Decrease production time and cost while improving performance when compared to traditional manufacturing by optimizing scan strategy.
- Optimized scan strategy for better surface finish for Impeller geometries
- Proved PBF as a viable option for Impeller’s in the automotive industry in terms of both cost and performance
- Compared test and inspection methods for geometric and density uniformity of additive versus traditional parts
This case study explores the feasibility of using additive manufacturing, specifically the Form Up 350 PBF machine, to produce over 100,000 Impeller wheels annually for Ford, replacing traditional machining techniques.
Ford uses traditional methods to manufacture over 100,000 Impeller wheels per year. Ford, Oak Ridge National Labs, and AddUp conducted a study to determine the feasibility of producing the impeller wheels through additive manufacturing using the FormUp 350.
Ford would leverage their extensive history of over a century of automotive experience. Oak Ridge National Labs would optimize the scan strategy and the DOE of contour passes. AddUp brings the expertise in design, manufacturing, and automation for large scale production using their industrial FormUp 350 PBF machine.
Ford currently manufactures by utilizing traditional machining techniques to create their impeller wheels. The challenge proposed to AddUp was to investigate the performance of PBF technology as a replacement to mass manufacture these parts. The goal was to decrease production time and cost while improving performance when compared to traditional manufacturing. Thus, a single contour pass is sufficient given a position beyond the hatch lines to remove hatch patterning. Tolerances were also sufficient from the printer.
The result should be to effectively create 100,000 Impellers through additive manufacturing and create an optimal printing strategy for performance, leveraging the design freedom from AM while optimizing the scanning strategy for surface finish and productivity.
The original test part was made from maraging steel to test the feasibility of geometries which resulted in demonstrating the viability of additively manufacturing a complete turbo wheel without the need for supporting low-angled features. The surface finish still had to be optimized and geometric tolerances in the as-printed conditions as close to the CAD model as possible. L-PBF often uses a contour followed by infill melt strategy to obtain parts with superior surface finish. If an insufficient overlap is used between the contour and infill, it can result in porosity at the contour-infill interface thereby making the part susceptible to premature failure. The part was tested with 1 contour pass and 5 contour passes. When melting with 5 contour passes, the surface had increased porosity compared to a single pass.
With the need for a rugged, heat resistant material, Inconel 718 was chosen. When printed with Inconel 718, a support structure on the bottom of the wheel was required. AddUp printed a simulation test build of 9 impeller wheels using Inconel 718. Following post processing, two wheels were selected to be balance tested.
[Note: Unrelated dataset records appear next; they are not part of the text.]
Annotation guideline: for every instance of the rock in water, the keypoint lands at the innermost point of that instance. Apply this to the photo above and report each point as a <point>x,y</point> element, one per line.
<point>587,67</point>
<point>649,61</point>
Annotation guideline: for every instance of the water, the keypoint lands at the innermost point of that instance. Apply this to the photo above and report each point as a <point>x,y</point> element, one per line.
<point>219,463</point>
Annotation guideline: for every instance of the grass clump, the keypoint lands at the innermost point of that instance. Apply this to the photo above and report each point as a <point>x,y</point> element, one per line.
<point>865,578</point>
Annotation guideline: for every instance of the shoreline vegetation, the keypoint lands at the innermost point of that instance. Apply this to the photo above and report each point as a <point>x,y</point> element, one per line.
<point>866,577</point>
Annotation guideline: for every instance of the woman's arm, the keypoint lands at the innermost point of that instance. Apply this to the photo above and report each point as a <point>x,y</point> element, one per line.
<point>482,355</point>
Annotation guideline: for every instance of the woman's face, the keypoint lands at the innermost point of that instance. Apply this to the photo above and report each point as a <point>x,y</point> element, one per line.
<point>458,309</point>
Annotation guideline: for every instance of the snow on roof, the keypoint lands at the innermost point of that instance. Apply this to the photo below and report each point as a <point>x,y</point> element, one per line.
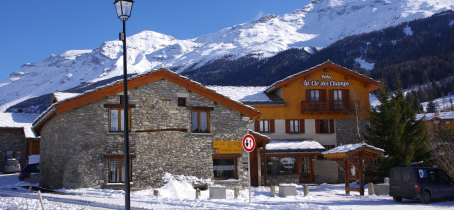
<point>271,87</point>
<point>243,94</point>
<point>294,145</point>
<point>443,116</point>
<point>52,108</point>
<point>18,120</point>
<point>61,96</point>
<point>258,134</point>
<point>351,147</point>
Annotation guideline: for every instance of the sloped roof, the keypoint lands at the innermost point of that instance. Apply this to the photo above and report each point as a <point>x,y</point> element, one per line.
<point>430,116</point>
<point>351,147</point>
<point>136,81</point>
<point>286,145</point>
<point>18,120</point>
<point>374,84</point>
(a) Optical micrograph of single contour pass downskin
(b) Optical micrograph of downskin using five contour passes. Although more contour passes may be useful, the position of the outermost contour drives surface finish as shown by partially melted particles clinging to the surface in.
Geometric tolerances measured from light-scanning of turbo wheels with the outer contour extending the following distance beyond CAD boundary:
- (a) #08 at 36µm
- (b) #11 at 11µm
- (c) #13 at 61µm and
- (d) #19 at 36µm but melted outer to inner.
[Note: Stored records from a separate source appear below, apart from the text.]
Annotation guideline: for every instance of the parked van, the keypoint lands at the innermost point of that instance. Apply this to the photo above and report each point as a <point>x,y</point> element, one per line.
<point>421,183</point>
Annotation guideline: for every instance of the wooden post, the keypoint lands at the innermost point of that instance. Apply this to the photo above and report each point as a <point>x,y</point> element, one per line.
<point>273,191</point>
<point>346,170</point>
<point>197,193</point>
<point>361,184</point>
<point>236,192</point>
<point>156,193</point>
|3D printer make and model||AddUp FormUp 350|
|Build Plate size||350 x 350 mm2|
|Number of parts per batch||25|
|Print time per batch||32.28 hours|
|Material Cost estimate for Inconel 718||$70/kg|
|Mass of part||0.311 kg|
|Mass of support material||0.05 kg|
|Depowder time per batch||0.5 hours|
|Support Removal time per batch||30 hours|
|Post processing time per batch (heat treatment)||12 hours|
|Annual volume required||100,000 units a year|